By Lou Toad
Let’s get this out of the way: Camp Blood (1999) and its direct-to-video sequel Camp Blood 2 (2000) are, by any metric resembling “quality,” irredeemably bad movies. The acting is bad in the way that people who have never acted think acting should be. The budget—barely cresting the triple digits—ensures that everything from lighting to sound design resembles the most expensive home video you and your friends never made. The plot is a Mad Libs version of Friday the 13th, which itself was a Mad Libs version of Halloween, and it all plays out with the self-serious commitment of a high school drama club doing a “mature” play about drug addiction.
And yet.
In 1999, I was 13. The same year The Blair Witch Project (another no-budget horror film, albeit one that did things like invent a genre) tricked half of America into thinking it was real, I was in my friend’s backyard with a Hi8 camcorder, two cheap masks from Spencer’s, and a script written on the back of my Algebra homework. We were making a slasher movie, which—if you were 13 and had access to a camera—was one of exactly two movies you were capable of making, the other being an action movie where you karate-kick your younger brother into a bush.
If we had fifty more bucks, an uncle with a decent camcorder, and a single marginal Hollywood connection, we might have made Camp Blood. And that, dear reader, is the point.
Because what Camp Blood lacks in originality, competence, or, frankly, dignity, it makes up for in an earnest commitment to the idea of the slasher film as an undying folk ritual. This was 1999—three years after Scream had turned horror into a postmodern in-joke, its sequels and imitators all armed with self-aware teenagers and ironic detachment. Slashers in this era weren’t scary, they were clever. They were characters who had seen horror movies before and knew the rules. But Camp Blood does not know the rules. Camp Blood does not know anything. And in that, it is free.
The film follows the structure you expect: campers, woods, masked killer, a slow parade of deaths. The clown-masked murderer—a nice aesthetic flourish, if you can call “owning a mask and putting it on an actor” an artistic decision—dispatches victims with a gleeful lack of irony. And while the acting is pure Craigslist, the gore is surprisingly decent, in that delightful mid-tier Halloween store way where fake intestines look like something you’d dare your friend to eat for five bucks.

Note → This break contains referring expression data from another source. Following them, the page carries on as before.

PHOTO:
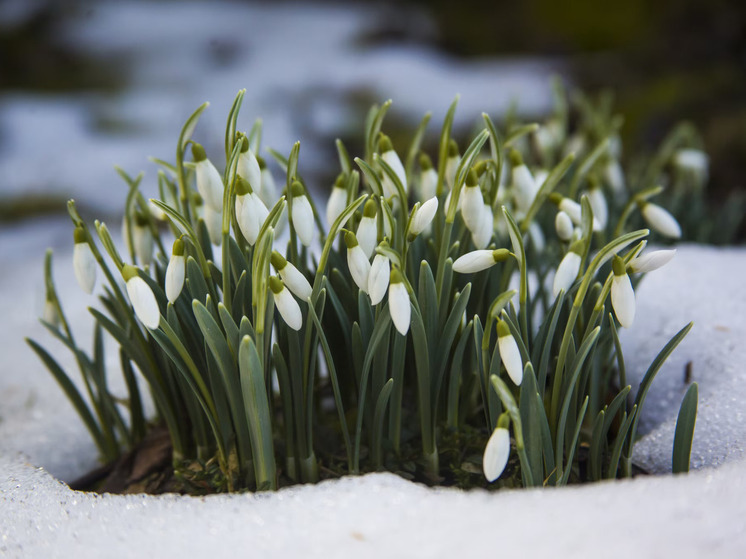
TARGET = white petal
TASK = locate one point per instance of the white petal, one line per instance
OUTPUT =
(623, 299)
(336, 204)
(474, 261)
(175, 277)
(289, 309)
(367, 235)
(209, 184)
(302, 219)
(84, 265)
(661, 220)
(214, 222)
(511, 358)
(471, 207)
(359, 267)
(496, 454)
(378, 279)
(651, 261)
(567, 271)
(143, 301)
(399, 307)
(295, 281)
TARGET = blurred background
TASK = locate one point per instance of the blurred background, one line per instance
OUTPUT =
(85, 85)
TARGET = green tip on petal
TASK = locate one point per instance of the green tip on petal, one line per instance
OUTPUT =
(275, 284)
(384, 144)
(278, 260)
(515, 158)
(128, 272)
(370, 209)
(296, 189)
(425, 162)
(502, 329)
(452, 148)
(351, 240)
(198, 152)
(79, 235)
(618, 265)
(178, 248)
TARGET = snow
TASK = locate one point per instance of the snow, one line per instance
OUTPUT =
(381, 515)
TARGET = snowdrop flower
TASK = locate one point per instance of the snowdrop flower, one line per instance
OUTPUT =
(392, 159)
(399, 306)
(175, 271)
(563, 225)
(301, 215)
(428, 178)
(452, 163)
(84, 263)
(478, 260)
(286, 304)
(209, 182)
(568, 269)
(423, 217)
(367, 229)
(524, 185)
(481, 238)
(598, 204)
(660, 220)
(337, 200)
(357, 262)
(214, 223)
(291, 276)
(378, 279)
(472, 202)
(497, 451)
(622, 295)
(651, 261)
(142, 298)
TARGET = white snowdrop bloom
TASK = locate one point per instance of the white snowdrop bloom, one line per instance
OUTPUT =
(651, 261)
(378, 279)
(614, 176)
(481, 238)
(692, 160)
(84, 263)
(598, 204)
(392, 159)
(367, 229)
(660, 220)
(399, 306)
(301, 215)
(214, 223)
(509, 352)
(286, 304)
(563, 225)
(291, 276)
(524, 185)
(472, 202)
(428, 178)
(142, 298)
(248, 166)
(478, 260)
(357, 262)
(175, 271)
(496, 453)
(452, 163)
(209, 182)
(622, 294)
(423, 217)
(568, 269)
(337, 200)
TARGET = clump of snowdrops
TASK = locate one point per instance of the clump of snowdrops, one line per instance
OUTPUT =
(451, 316)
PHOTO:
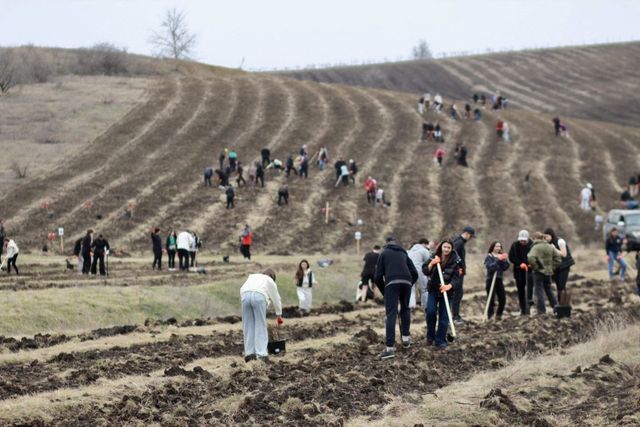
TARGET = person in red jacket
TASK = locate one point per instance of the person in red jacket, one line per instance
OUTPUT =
(246, 239)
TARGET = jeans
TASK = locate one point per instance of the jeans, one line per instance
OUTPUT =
(394, 293)
(254, 323)
(621, 262)
(542, 286)
(456, 299)
(436, 313)
(498, 289)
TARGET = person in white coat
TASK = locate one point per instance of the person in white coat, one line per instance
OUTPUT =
(12, 254)
(419, 254)
(184, 242)
(256, 294)
(305, 280)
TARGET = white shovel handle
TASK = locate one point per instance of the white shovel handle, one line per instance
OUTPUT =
(446, 302)
(486, 308)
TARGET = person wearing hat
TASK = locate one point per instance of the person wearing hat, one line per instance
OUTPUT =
(518, 256)
(458, 246)
(395, 275)
(256, 294)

And then there’s Camp Blood 2. If the first film was a found object of no-budget horror, its sequel is an act of pathological persistence. It exists because why wouldn’t it exist? The world didn’t need one Camp Blood, so it certainly didn’t need two. And yet, like the final girl at the end of a slasher movie, it refuses to die. The sequel is functionally identical to its predecessor, only with even less justification and an even stronger sense that the cast and crew are performing under some form of legally binding obligation.
So what do we do with these films now? In 2025, the “late 90s/early 2000s shot-on-video slasher” has accumulated enough dust to qualify as vintage, maybe even kitsch. You could program them at a midnight screening with a sense of ironic detachment, but that feels disingenuous. Because there is no irony here—only pure, uncut horror movie id.
Maybe that’s why they stick with me. Not because they’re “good.” They are not. But because they represent a moment when horror films could still be made by anyone—before digital slickness, before “elevated horror,” before every movie had to be a commentary on itself. Camp Blood is bad. But it’s bad in the same way your own backyard slasher was bad. And maybe that’s why it’s kind of perfect.